Nach dem Sieg schickt de Gaulle ihn mit kaum 28 Jahren nach New York zur UNO, deren theoretisches Gerüst sich damals gerade herausbildete. Dort nimmt Hessel 1948 an der Erarbeitung eines der wichtigsten Dokumente der letzten sechzig Jahre teil: die Allgemeine Erklärung der Menschenrechte. Dann kehrt er nach Paris zurück, um sich dem sozialistischen Kabinett von Pierre Mendes-France anzuschließen, das der Ära der Kolonisation ein Ende bereitet, den Krieg in Indochina beendet und die Unabhängigkeit von Tunesien und Marokko vorbereitet.

In den letzten Jahren hat sich dieser noble und unbeugsame Verteidiger der gerechten Sache, Diplomat von Beruf, dem unermüdlichen Kampf gegen die Behandlung der "Sans Papiers" gewidmet, der Roma und anderen Einwanderern.

Und wenn wir heute über ihn sprechen, dann deshalb, weil er gerade ein kleines Buch2 veröffentlicht hat, ein politisches Pamphlet von 30 Seiten, das in einem von sozialen Rückschritten gebeutelten Frankreich einen außerordentlichen publizistischen Erfolg genießt. Durch Mund-zu-Mund Propaganda und vor allem durch die neuen sozialen Netzwerke ist es diesem Buch gelungen, trotz der Missachtung durch die herrschenden Medien, diese Zensur zu durchbrechen und Tausende von Herzen mit Hoffnung zu füllen. In wenigen Wochen hat sich diese Sammlung der empörendsten Ungerechtigkeiten mehr als 650.000 mal verkauft (zu einem Preis von 3 Euro). So etwas gab es noch nie. Der Titel des Buches: "Empört Euch!"

Balzac sagt, ein Pamphlet "ist Sarkasmus, in eine Kanonenkugel verwandelt". Stéphane Hessel fügt hinzu, dass die Empörung das Pulver für jede gesellschaftliche Explosion ist. Er empfiehlt seinen Lesern: "Ich möchte, dass Ihr einen Grund zur Empörung findet. Das kostet nichts. Wenn uns etwas empört, dann verwandeln wir uns in Kämpfer, wir fühlen uns der Sache verpflichtet und dann ist unsere Kraft nicht zu brechen."
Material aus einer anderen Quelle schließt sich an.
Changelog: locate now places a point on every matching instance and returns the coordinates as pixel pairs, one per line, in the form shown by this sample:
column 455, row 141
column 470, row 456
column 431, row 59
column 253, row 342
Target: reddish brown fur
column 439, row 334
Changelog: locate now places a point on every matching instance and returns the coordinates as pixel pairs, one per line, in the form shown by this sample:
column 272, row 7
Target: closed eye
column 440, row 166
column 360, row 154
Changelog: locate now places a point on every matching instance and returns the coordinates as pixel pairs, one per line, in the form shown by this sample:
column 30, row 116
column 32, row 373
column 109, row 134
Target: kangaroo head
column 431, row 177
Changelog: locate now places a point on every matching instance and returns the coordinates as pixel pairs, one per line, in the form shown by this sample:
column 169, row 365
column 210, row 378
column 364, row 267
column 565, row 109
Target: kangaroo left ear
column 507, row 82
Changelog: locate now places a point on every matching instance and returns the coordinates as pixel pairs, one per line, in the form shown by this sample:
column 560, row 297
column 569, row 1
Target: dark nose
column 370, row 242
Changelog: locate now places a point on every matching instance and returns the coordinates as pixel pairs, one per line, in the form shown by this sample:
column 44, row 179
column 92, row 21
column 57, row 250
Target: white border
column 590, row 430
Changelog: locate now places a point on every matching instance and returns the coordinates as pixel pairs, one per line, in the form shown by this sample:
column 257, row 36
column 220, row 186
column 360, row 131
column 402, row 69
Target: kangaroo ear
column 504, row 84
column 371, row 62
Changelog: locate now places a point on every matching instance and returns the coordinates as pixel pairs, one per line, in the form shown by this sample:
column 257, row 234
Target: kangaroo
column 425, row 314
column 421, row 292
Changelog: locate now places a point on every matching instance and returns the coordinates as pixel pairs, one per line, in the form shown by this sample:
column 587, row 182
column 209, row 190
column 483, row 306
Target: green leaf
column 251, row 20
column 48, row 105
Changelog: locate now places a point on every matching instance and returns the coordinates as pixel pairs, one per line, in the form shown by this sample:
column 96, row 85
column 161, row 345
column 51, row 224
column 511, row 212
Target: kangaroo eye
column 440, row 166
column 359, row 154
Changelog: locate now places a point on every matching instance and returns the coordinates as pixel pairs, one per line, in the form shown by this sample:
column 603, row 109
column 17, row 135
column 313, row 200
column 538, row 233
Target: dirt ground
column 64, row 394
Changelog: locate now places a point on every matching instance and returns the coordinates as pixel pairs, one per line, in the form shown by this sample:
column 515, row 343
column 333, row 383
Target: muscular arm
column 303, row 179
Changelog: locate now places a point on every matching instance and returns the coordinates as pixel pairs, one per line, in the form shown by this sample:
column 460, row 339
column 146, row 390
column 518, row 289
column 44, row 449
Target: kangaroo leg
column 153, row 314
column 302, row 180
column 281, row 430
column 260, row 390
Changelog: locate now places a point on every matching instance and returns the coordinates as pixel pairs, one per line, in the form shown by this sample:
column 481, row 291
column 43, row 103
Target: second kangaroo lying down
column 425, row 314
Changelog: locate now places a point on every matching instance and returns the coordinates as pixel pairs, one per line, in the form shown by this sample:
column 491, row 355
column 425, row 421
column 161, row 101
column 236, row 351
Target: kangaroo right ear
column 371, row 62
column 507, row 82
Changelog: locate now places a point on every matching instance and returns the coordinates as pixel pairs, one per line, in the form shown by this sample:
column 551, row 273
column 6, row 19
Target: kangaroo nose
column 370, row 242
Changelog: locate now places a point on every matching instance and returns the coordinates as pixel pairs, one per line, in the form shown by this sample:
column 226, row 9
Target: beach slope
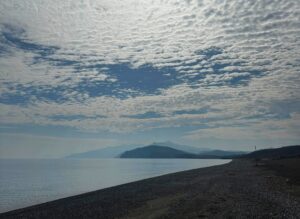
column 239, row 189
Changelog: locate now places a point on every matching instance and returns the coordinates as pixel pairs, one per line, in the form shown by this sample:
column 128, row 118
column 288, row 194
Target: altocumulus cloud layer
column 214, row 71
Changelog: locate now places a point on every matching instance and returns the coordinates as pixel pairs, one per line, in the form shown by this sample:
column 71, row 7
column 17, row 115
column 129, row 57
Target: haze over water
column 32, row 181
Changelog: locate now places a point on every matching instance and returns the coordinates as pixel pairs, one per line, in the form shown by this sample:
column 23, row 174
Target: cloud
column 136, row 66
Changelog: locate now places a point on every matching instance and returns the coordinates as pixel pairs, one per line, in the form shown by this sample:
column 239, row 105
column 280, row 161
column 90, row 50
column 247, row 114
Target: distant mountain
column 156, row 151
column 116, row 151
column 287, row 151
column 189, row 149
column 109, row 152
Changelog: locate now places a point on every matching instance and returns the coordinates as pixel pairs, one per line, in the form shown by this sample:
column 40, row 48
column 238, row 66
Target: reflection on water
column 27, row 182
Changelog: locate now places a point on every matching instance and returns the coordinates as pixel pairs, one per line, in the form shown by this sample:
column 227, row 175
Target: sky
column 81, row 75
Die Gründe zur Empörung gehen nicht aus: "In dieser Welt," sagt Hessel, "gibt es untragbare Zustände." In erster Linie: die Gesetze des Wirtschaftssystems, das für die gegenwärtige verheerende Krise verantwortlich ist. "Die internationale Diktatur der internationalen Märkte", fügt er hinzu, "ist eine Bedrohung für den Frieden und die Demokratie. Niemals vorher war die Macht des Geldes so groß, dreist und egoistisch, und niemals vorher haben sich die treuen Diener des  Gottes Geld in so hohen Sphären des Staates befunden."

Hessel prangert an zweiter Stelle die wachsende Ungleichheit zwischen denen an, die fast nichts haben und denen, die alles haben: "Die Kluft zwischen den Ärmsten und den Reichsten war niemals vorher so groß; ebenso wie das Bestreben, seine Mitmenschen zu bekämpfen und nach Geld zu gieren." Er schlägt zwei einfache Verbesserungen vor: "Das allgemeine Interesse soll über das Einzelinteresse gestellt werden, und die gerechte Verteilung der von den Arbeitern geschaffenen Reichtümer soll Vorrang vor den Egoismen der Macht des Geldes haben."

Im Bereich der internationalen Politik gilt Hessels "größte Empörung" dem israelisch-palästinensischen Konflikt. Er empfiehlt, den Richard-Goldstone-Bericht über Gaza vom September 2009 zu lesen3, in dem dieser Richter, Südafrikaner und Jude, der sich selbst als Zionist bezeichnet, das israelische Militär anklagt. Er erzählt von seinem kürzlichen Besuch in Gaza, einem "Gefängnis unter freiem Himmel für eineinhalb Millionen Palästinenser". Eine Erfahrung, die ihn erschreckt und empört hat. Nicht nur deshalb schwört er der Gewalt ab. Im Gegenteil, er sagt immer wieder, dass man "Terrorismus nicht akzeptieren" kann, nicht nur aus ethischen Gründen, sondern vor allem weil er als ein "Ausdruck der Verzweiflung" kein wirksames Mittel für die eigene Sache ist, denn er "ermöglicht nicht die Ergebnisse, die die Hoffnung vielleicht garantieren kann."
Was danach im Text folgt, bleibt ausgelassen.